Yevgenia Ginzburg, wife of a senior Bolshevik who survived the gulag, wrote about being forced to share a cell in Butyrki prison with 37 other women, four of whom were dressed in "absurd low-cut evening dresses, crumpled and bedraggled with high heeled shoes." A fellow prisoner explained that they were Rudzutaks's former dinner guests, who had been held for three months, and "the poor things haven't been allowed any parcels, so they're still in their evening dress."

This was the first arrest of a sitting member or candidate member of the Politburo — with no record of ever having opposed the party line — and a signal that no one, however senior, apart from Stalin himself, was safe. Stalin's crony Vyacheslav Molotov was asked, some 40 years later, to explain, and said that Rudzutaks was arrested because "he was too easygoing about the opposition and considered it all nonsense, trifles. That was unforgivable" and because "he indulged too much in partying with philistine friends".

Rudzutaks showed great courage under torture. Molotov was one of a delegation from the Politburo who confronted him in prison, and recalled: "Rudzutak said he had been badly beaten and tortured. Nevertheless he held firm. Indeed, he seemed to have been cruelly tortured".
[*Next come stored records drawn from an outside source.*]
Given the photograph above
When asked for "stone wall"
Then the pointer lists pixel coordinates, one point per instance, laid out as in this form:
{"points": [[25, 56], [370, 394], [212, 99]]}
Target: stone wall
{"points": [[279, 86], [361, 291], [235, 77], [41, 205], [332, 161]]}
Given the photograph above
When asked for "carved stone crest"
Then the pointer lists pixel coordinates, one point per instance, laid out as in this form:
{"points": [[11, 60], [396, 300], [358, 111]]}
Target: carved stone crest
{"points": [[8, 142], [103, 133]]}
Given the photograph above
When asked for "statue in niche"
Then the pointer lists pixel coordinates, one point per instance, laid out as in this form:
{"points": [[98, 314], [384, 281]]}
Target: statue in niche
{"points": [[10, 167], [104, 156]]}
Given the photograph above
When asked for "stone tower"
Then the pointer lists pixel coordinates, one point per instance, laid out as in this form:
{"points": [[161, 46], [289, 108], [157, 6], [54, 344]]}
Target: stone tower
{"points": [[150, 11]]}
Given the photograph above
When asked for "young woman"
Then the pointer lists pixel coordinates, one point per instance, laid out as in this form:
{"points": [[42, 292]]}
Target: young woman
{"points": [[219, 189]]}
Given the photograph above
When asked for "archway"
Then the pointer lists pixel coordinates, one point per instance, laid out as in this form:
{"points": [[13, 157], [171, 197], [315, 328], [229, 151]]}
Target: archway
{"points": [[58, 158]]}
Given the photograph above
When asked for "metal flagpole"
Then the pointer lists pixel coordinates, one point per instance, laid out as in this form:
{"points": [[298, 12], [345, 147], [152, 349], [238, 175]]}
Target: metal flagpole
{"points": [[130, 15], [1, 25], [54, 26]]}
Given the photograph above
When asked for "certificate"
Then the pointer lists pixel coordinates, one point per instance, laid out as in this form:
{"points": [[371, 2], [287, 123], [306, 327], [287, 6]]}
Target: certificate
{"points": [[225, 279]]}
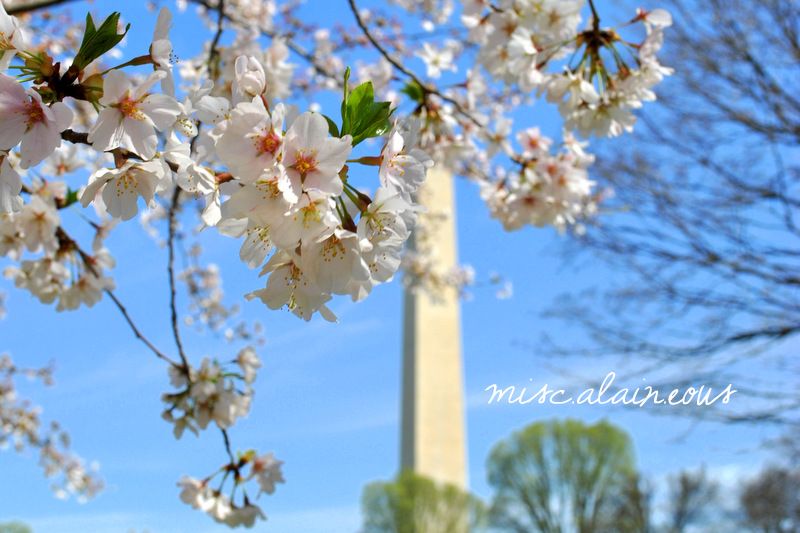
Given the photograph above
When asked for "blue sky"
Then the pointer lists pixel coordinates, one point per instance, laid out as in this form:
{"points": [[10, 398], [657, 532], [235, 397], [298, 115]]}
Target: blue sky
{"points": [[327, 398]]}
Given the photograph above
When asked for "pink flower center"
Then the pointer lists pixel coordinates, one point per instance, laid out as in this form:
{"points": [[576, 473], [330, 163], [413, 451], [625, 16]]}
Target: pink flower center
{"points": [[304, 163], [129, 108], [5, 41], [34, 112], [268, 143]]}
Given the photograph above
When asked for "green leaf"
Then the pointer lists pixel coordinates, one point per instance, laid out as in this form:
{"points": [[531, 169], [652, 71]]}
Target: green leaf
{"points": [[98, 41], [332, 128], [414, 91], [345, 100], [71, 198], [362, 116]]}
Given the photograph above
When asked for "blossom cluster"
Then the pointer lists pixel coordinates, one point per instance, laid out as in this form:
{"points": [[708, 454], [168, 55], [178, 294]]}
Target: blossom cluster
{"points": [[322, 206], [21, 426], [210, 393], [265, 470], [221, 393]]}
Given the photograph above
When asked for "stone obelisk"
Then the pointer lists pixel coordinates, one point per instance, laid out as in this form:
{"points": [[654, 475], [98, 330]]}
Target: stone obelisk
{"points": [[433, 440]]}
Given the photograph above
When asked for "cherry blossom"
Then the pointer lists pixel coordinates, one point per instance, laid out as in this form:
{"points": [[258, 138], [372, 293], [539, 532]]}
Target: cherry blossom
{"points": [[29, 122], [132, 115]]}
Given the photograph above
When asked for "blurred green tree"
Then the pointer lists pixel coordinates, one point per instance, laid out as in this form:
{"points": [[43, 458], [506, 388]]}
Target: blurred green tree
{"points": [[564, 477], [416, 504]]}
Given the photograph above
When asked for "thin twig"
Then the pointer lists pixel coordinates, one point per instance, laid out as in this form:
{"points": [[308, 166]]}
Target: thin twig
{"points": [[173, 308], [399, 66], [88, 261], [291, 44], [27, 7]]}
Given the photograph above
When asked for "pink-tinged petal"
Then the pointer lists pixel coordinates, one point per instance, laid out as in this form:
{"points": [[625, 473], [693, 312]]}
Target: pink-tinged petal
{"points": [[139, 136], [12, 93], [38, 143], [115, 86], [14, 126], [121, 201], [10, 187], [96, 181], [106, 133], [333, 154], [308, 132], [325, 183], [144, 88], [162, 109]]}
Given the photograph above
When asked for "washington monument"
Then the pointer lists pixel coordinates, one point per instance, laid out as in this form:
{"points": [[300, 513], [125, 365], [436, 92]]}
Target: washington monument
{"points": [[433, 440]]}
He broke down under torture and confessed to being a spy, but retracted and insisted that he was innocent. He was included in a list of 118 former high-ranking Bolsheviks, which was passed to Stalin in July 1938, just as Lavrentiy Beria was about to take over control of the NKVD from the murderous Nikolai Yezhov.

Stalin instructed that they all be shot. At his trial, which lasted 20 minutes, Rudzutaks submitted a written statement protesting that "there is in the NKVD an as yet not liquidated center which is craftily manufacturing cases, which forces innocent persons to confess. There is no opportunity to prove one’s non-participation in crimes to which the confessions of various persons testify. The investigative methods are such that they force people to lie and to slander entirely innocent persons". He was sentenced to death and executed on 28 July 1938.

After Stalin's death, Rudzutaks was one of the first victims of the terror to have his case posthumously reviewed. He was cleared of all charges in 1955. His case featured prominently in Nikita Khrushchev's famous Secret Speech to the 1956 Communist Party congress.